Les origines d’un chemin singulier

Le parcours d’André Forget, ce réfugié vietnamien devenu maire de Sainte-Livrade-sur-Lot, est une histoire marquante d’intégration et de résilience. Son histoire commence en 1956, dans un contexte tragique. Après la chute de Dien Bien Phu, de nombreux civils, dont des familles mixtes et des enfants, fuient l’Indochine. La France, dans un élan humanitaire, ouvre des camps de transit pour accueillir ces personnes déracinées. Le camp d’accueil, baptisé le Centre d’Accueil des Français d’Indochine (CAFI), devient un havre pour 1 160 rapatriés, dont André, arrivé à l’âge de 18 mois.

Les débuts ne sont pas simples. Le CAFI, situé au bord du Lot, est un espace clos, entouré de barbelés qui symbolisent l’exil. Ces baraquements, anciens chantiers militaires, se remplissent d’histoires de lutte et d’espoir. Les enfants comme André s’imprègnent de leur nouvelle réalité dans un monde à part, où la survie et le renouveau se mêlent. Les souvenirs d’une jeunesse marquée par la nostalgie du Vietnam, mais aussi par un profond désir d’appartenance, façonnent leur identité.

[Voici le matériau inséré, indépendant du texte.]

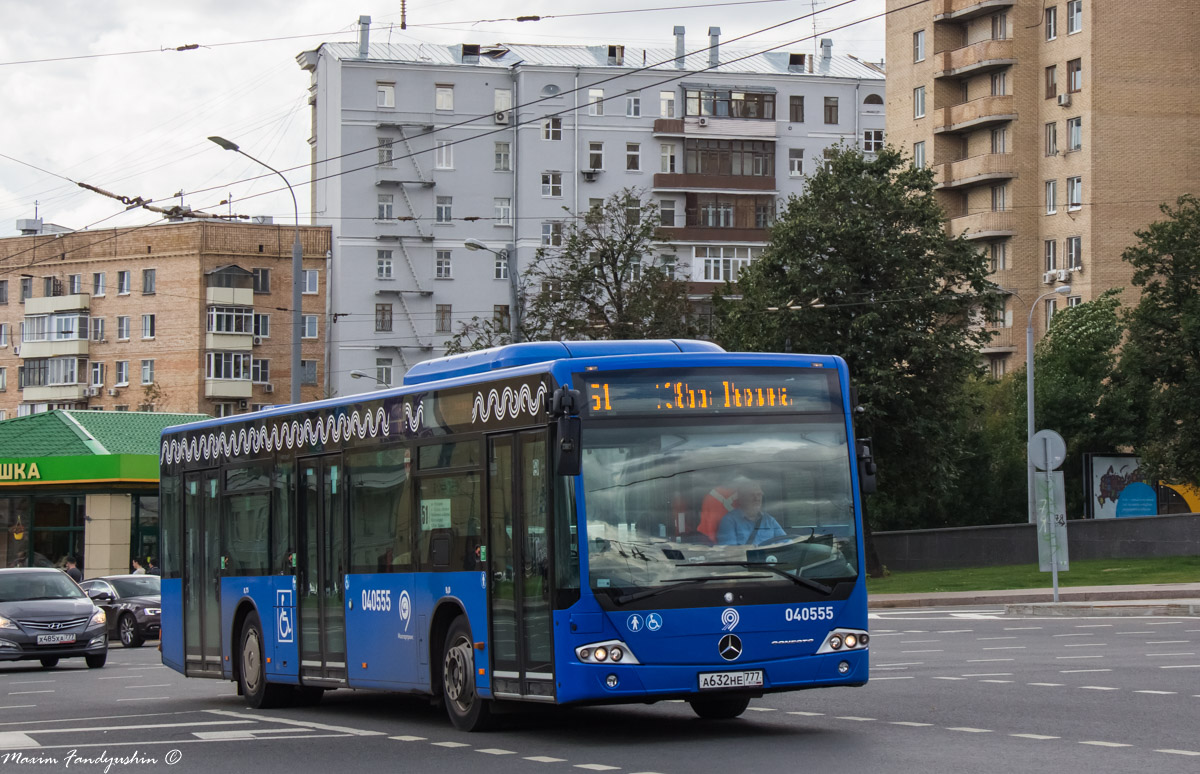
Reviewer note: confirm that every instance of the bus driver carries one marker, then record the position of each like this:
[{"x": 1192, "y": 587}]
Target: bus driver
[{"x": 748, "y": 525}]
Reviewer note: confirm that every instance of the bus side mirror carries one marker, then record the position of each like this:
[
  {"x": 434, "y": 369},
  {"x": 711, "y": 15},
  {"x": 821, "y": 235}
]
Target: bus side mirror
[{"x": 568, "y": 454}]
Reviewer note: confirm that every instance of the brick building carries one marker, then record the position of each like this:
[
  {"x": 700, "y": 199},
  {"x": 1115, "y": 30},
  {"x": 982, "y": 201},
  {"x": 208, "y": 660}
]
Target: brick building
[
  {"x": 177, "y": 317},
  {"x": 1055, "y": 129}
]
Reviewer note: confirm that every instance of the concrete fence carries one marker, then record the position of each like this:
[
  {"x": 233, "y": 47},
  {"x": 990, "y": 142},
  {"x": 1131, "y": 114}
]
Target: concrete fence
[{"x": 1143, "y": 537}]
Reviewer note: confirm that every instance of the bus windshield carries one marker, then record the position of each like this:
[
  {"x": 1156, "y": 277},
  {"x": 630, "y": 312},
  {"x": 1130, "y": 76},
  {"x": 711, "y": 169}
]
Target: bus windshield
[{"x": 673, "y": 505}]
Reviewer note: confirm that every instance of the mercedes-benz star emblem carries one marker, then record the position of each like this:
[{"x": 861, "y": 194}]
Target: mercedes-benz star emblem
[{"x": 730, "y": 647}]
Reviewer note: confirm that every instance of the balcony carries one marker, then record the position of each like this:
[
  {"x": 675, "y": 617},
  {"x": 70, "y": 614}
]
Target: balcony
[
  {"x": 982, "y": 225},
  {"x": 975, "y": 171},
  {"x": 964, "y": 10},
  {"x": 975, "y": 59},
  {"x": 975, "y": 114}
]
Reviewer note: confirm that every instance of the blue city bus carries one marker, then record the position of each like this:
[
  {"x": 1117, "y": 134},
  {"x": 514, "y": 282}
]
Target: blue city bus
[{"x": 556, "y": 522}]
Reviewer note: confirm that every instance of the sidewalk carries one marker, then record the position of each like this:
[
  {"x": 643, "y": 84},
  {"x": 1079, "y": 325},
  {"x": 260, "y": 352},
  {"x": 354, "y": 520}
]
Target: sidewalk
[{"x": 1162, "y": 599}]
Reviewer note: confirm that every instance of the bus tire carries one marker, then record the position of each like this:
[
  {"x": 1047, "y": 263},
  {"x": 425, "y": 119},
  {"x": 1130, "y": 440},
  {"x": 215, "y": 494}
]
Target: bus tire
[
  {"x": 719, "y": 707},
  {"x": 252, "y": 673},
  {"x": 467, "y": 709}
]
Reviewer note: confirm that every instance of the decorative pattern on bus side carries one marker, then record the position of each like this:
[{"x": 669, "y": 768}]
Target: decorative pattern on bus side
[{"x": 513, "y": 402}]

La vie dans ces baraquements est difficile. André se souvient des étés étouffants et des hivers glacials, des nuits où les larmes de ses parents résonnent comme des échos d’un passé qu’ils ont fui. Pourtant, ce terrain de vie devient aussi un lieu de solidarité, où des traditions vietnamiennes se perpétuent et où les fêtes, comme le Têt, rappellent l’héritage culturel profondément ancré dans ces familles.

André Forget, au fil des années, grandit entouré de cette double culture. Il s’implique dans la vie du camp, tout en apprenant à naviguer entre deux mondes : celui de ses racines vietnamiennes et celui de la France qui l’accepte. Sa vision de la vie se construit dans la douleur de l’exil, mais aussi dans l’espoir d’un futur prometteur. Aujourd’hui maire, cette identité lui sert de boussole pour diriger et rassembler une communauté qui lui est chère.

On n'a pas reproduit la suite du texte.